The TFR results of the gearbox fault signal using GSSST and several comparison methods are shown in Figure 14. The most significant comparison is between SSST in Figure 14a and GSSST in Figure 14b, as GSSST is a direct improvement based on SSST. Both TFR results clearly display the f r and 2 f r modes. However, GSSST shows a higher concentration of energy. More importantly, the focus is on how well the TFA extracts the fault mode, specifically the mode at f m = 171.785 Hz. Thanks to the higher energy concentration and better mode preservation, GSSST can distinguish the 2 f r and f m modes with clarity, with only minor mode overlap at certain time points. In contrast, SSST completely fails to capture the overlap between 3 f 4 and f m . Moreover, the TFR results of STFT and ST also only extract the f r and 2 f r components, but with more severe energy dispersion.

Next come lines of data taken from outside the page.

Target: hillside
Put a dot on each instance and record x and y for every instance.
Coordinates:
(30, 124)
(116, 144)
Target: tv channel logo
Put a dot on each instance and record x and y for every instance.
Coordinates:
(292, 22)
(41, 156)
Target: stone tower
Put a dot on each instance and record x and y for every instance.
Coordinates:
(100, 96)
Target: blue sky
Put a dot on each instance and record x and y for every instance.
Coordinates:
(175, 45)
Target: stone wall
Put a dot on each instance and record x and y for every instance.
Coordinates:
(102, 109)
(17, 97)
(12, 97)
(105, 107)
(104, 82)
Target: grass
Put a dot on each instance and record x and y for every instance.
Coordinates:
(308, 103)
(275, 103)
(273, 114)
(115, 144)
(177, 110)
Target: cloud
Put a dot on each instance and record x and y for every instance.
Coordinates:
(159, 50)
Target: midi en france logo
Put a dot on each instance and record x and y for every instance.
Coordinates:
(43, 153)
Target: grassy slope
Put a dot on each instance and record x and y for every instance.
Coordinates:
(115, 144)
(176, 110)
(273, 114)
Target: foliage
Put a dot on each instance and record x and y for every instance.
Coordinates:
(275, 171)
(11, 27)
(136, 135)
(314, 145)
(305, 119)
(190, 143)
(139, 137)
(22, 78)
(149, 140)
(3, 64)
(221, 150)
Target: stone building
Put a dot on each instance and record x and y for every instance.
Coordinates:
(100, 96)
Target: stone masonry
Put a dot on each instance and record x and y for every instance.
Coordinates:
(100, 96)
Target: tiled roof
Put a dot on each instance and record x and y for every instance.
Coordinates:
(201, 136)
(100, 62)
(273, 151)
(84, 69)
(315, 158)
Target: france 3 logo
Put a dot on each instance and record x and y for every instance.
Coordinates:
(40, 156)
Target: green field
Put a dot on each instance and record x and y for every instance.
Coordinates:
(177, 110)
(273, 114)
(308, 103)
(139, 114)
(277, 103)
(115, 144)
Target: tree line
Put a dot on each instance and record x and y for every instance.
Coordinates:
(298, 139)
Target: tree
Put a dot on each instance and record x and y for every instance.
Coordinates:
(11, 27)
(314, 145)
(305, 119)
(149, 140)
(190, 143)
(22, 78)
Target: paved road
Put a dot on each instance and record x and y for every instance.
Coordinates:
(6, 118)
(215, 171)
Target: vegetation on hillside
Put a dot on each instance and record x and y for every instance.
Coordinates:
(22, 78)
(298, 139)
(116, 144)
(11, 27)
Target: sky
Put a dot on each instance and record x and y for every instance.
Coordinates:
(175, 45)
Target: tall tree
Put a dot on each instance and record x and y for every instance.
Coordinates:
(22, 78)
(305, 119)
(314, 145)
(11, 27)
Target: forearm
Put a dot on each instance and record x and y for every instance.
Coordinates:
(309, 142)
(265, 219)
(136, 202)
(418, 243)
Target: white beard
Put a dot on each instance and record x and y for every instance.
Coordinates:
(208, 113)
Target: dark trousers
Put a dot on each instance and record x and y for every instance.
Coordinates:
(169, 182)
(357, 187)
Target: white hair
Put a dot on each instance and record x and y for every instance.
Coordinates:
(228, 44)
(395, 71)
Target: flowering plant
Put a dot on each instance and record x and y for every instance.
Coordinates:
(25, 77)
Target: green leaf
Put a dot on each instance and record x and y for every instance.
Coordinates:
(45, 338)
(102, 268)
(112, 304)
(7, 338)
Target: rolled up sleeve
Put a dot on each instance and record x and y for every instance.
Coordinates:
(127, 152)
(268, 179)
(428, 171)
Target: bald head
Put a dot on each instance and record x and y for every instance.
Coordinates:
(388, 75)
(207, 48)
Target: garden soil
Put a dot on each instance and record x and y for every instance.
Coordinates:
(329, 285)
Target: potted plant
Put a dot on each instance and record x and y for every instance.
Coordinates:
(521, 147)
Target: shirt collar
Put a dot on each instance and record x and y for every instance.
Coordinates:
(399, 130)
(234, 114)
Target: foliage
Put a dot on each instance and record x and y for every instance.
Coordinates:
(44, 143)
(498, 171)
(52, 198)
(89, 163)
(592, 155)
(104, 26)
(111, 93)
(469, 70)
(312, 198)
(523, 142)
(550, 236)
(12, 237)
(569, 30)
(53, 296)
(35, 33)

Due to their inherent limitations and lack of advanced energy concentration techniques, WVD and RIDT struggle to extract the fault mode, making them less suitable for planetary gearbox fault diagnosis.
To quantitatively compare the energy concentration repeatedly mentioned, Table 4 presents the Renyi entropy values for the TFR results in Figure 14. The significantly lower Renyi entropy of GSSST compared to other methods demonstrates the improvement in energy concentration achieved by the proposed method over SSST. Additionally, Figure 15 plots the TF slices across the entire frequency range at the 4 s mark for each TFR result, providing a clear depiction of the energy dispersion among the components. It is evident that GSSST exhibits narrower value distributions and higher peak energy for each component, further confirming its superior energy concentration.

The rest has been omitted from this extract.